In January of 2011, Bloomberg will be launching Bloomberg Gov, a “comprehensive, subscription-based, online tool that collects best-in-class data, provides high-end analysis and analytic tools, and delivers deep, reliable, quick and unbiased reporting from a team of more than 2,300 journalists and multimedia specialists worldwide. It also offers news aggregated from thousands of the top trusted news sources from around the globe.”
Combining data, analysis and tools to create a product that is truly valuable to a large and moneyed potential audience - why that’s an awesome idea! If a product offers utility and exclusivity people are much more likely to be willing to pay for it.
Could the New York Times or Washington Post have developed this product? Absolutely. But they didn’t. Nor did any other newspaper company. And I’ll tell you why.
First, smooth seas don’t make skillful sailors. Years of near effortless success have created a group of executives incapable of true innovation. (Yes, there are exceptions, don't send me angry emails.)

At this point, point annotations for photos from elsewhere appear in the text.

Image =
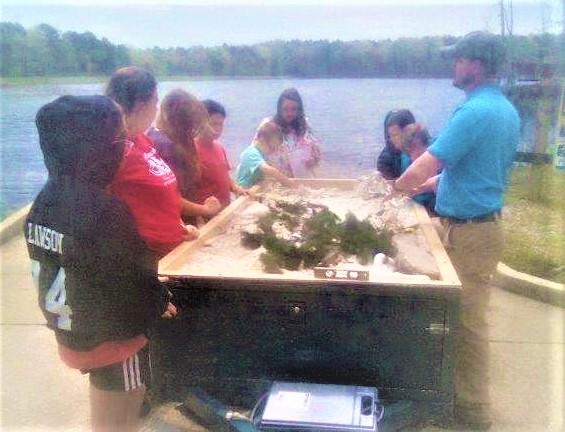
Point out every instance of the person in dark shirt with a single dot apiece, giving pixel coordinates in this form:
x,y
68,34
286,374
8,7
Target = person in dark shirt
x,y
389,161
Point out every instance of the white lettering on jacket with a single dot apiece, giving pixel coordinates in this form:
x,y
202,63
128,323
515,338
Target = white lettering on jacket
x,y
45,238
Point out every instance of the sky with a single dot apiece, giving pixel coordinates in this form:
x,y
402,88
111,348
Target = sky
x,y
170,23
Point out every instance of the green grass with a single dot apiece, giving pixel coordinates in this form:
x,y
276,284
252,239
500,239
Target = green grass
x,y
534,222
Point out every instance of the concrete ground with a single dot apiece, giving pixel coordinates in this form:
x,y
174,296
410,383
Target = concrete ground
x,y
39,394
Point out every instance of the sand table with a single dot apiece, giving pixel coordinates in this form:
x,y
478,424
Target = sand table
x,y
225,256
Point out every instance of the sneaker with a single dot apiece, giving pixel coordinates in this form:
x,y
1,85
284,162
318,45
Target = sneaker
x,y
472,417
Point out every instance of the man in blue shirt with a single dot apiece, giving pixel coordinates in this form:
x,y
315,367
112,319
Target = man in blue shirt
x,y
475,150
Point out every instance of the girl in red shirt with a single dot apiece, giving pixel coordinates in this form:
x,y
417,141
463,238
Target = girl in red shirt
x,y
144,181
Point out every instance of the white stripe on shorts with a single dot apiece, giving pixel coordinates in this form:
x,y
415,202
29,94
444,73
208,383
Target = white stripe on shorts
x,y
132,374
137,371
125,371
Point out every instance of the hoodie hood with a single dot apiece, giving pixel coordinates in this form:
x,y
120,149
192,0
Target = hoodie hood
x,y
81,138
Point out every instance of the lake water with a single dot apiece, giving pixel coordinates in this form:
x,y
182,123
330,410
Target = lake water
x,y
346,114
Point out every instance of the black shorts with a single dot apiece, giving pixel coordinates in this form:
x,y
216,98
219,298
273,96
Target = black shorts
x,y
129,375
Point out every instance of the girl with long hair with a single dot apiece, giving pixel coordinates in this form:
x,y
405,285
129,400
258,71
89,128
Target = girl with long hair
x,y
300,152
181,117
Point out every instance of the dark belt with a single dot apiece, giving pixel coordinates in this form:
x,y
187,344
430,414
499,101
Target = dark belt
x,y
489,217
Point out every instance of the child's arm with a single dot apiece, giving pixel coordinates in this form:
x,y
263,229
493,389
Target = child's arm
x,y
210,207
270,171
238,190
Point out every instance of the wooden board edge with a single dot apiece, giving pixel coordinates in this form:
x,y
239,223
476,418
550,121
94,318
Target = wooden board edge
x,y
206,232
446,269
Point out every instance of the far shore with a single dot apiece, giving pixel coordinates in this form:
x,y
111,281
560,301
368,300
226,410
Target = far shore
x,y
93,79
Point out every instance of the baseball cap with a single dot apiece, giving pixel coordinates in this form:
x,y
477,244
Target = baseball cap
x,y
479,45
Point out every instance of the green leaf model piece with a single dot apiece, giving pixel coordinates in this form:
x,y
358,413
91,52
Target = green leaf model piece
x,y
313,234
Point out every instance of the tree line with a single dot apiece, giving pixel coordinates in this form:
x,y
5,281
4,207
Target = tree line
x,y
45,51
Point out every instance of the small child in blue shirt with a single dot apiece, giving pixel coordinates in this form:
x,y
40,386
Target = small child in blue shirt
x,y
415,140
253,167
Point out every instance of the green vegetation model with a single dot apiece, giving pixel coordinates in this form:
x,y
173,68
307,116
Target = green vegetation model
x,y
304,235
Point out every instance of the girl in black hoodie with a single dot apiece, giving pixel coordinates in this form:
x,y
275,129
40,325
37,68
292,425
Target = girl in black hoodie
x,y
97,280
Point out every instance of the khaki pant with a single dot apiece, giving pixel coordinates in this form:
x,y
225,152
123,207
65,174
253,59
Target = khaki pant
x,y
474,250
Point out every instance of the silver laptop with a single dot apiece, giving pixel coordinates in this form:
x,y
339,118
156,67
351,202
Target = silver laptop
x,y
321,407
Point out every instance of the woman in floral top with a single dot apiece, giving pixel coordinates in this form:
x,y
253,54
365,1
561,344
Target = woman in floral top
x,y
300,152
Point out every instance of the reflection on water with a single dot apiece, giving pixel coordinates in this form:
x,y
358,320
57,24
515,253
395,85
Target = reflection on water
x,y
346,114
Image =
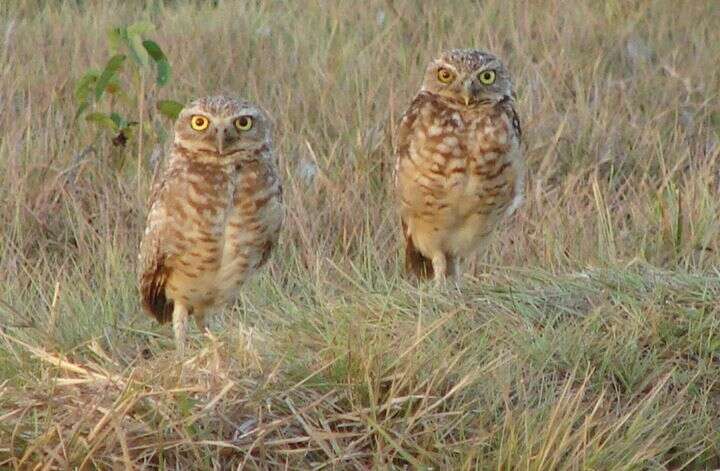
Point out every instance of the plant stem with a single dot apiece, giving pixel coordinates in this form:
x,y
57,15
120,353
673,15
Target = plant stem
x,y
141,114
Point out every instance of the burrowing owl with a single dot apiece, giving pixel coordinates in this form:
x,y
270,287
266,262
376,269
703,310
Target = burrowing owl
x,y
459,166
215,214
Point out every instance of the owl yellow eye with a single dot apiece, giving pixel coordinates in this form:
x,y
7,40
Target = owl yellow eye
x,y
243,123
487,77
445,76
199,122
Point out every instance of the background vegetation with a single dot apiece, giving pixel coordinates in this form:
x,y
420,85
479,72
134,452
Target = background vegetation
x,y
587,337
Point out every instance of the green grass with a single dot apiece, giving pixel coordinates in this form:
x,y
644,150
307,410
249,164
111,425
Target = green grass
x,y
587,336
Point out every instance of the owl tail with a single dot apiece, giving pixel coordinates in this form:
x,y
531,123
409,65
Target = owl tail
x,y
415,262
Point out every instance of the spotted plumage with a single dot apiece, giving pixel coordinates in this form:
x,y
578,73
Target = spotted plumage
x,y
459,167
215,214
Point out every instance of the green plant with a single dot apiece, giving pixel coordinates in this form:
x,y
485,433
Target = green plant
x,y
96,87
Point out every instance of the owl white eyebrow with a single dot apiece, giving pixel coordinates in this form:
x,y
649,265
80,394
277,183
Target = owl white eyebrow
x,y
245,112
447,66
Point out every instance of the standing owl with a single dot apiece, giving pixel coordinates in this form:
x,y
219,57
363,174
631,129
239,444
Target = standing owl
x,y
459,166
215,214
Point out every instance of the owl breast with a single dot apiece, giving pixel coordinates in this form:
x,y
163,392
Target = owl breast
x,y
461,172
226,233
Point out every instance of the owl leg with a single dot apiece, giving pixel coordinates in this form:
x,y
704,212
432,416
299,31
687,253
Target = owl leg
x,y
180,319
453,262
439,262
201,321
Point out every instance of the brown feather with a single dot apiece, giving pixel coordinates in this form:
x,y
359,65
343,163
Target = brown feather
x,y
152,293
415,262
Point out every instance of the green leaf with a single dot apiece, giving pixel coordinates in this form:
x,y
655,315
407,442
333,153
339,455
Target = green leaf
x,y
170,108
111,68
117,37
86,85
163,66
101,119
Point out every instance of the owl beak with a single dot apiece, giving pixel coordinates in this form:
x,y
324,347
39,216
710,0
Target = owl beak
x,y
470,92
220,141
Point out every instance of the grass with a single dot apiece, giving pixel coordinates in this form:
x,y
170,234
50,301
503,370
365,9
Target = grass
x,y
587,336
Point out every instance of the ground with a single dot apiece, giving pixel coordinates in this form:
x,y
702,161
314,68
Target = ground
x,y
586,336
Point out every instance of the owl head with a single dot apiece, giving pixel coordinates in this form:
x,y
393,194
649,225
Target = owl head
x,y
468,77
223,127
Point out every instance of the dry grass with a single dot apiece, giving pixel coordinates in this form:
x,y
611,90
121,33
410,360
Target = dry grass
x,y
588,337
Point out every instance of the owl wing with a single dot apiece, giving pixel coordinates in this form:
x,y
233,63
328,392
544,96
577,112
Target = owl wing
x,y
153,270
406,128
415,262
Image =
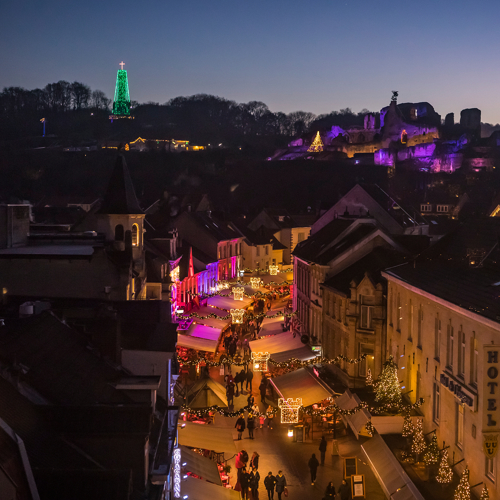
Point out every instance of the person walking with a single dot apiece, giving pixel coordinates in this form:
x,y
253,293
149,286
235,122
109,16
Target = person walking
x,y
269,483
313,467
254,461
250,425
322,449
280,484
344,491
249,379
254,483
270,417
240,425
330,490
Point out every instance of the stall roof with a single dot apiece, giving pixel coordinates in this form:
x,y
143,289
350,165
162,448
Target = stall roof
x,y
207,392
196,343
201,466
389,473
206,436
196,489
303,384
277,343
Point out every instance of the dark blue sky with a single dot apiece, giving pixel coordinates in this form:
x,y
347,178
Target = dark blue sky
x,y
318,55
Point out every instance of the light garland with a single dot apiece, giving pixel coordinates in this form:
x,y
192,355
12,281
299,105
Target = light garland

And second, journalists don’t want to think about the content they develop as a product created to meet the needs of a buyer. They believe they are above that. Due to the church and state tradition, they’ve never had to think about how the bills get paid. And because of that, they too are at a complete loss when actual business innovation is required.
For an example of how the Boston Globe should be experimenting with paid content, I’ll turn, as I often do when discussing newspaper innovation, to Scandinavia.
At Sweden’s Aftenbladet, newspaper executives are experimenting with a “freemium” model. News and commentary on the site remain free, but users are also offered a “Plus” service, which can be paid for in micropayments or by subscription.
“The Plus service includes lifestyle material, such as over 200 different travel guides, health articles, and reviews of cars, gadgets and other products and services. There are also instructional guides for everything from buying an apartment to dieting or owning a pet. The paper also charges for select news stories, such as those that have to do with the Swedish Royal family.
The service's most popular content are the health articles, travel guides, the yearly lists regarding taxation in Sweden, and the reviews.”
Ah! Just like Bloomberg, they’re charging for utility and exclusivity.
A small group of editors select the material to go behind the paywall. Product development manager Elsa Falk stated in an interview that, “We are very much entrepreneurs here at Aftonbladet, and it has been good enough so far. Now we want to apply more strategic thinking in our plans."
Good idea! If only they had applied strategic thinking to their plans in Boston!
But actually, the Boston Globe got it completely backward. They’re charging for news and commentary and giving away the utility for free.
What if Boston.com truly was a “one stop source for all things Boston”? What if they offered utility? And what if one couldn’t get that utility anywhere else?
Well, they’d have to make significant improvements to their existing product.
Here’s some ideas:
- Help your readers cut through red tape.
- Help your readers find things that are hard to find.
- Use data, analysis and tools to create ultimate guides to things your readers care about
- Help your readers maneuver in a busy life in a big city
It will take time to determine what will be successful. It requires experimentation. It requires a product management philosophy.
But it’s time to get started. Don’t you think?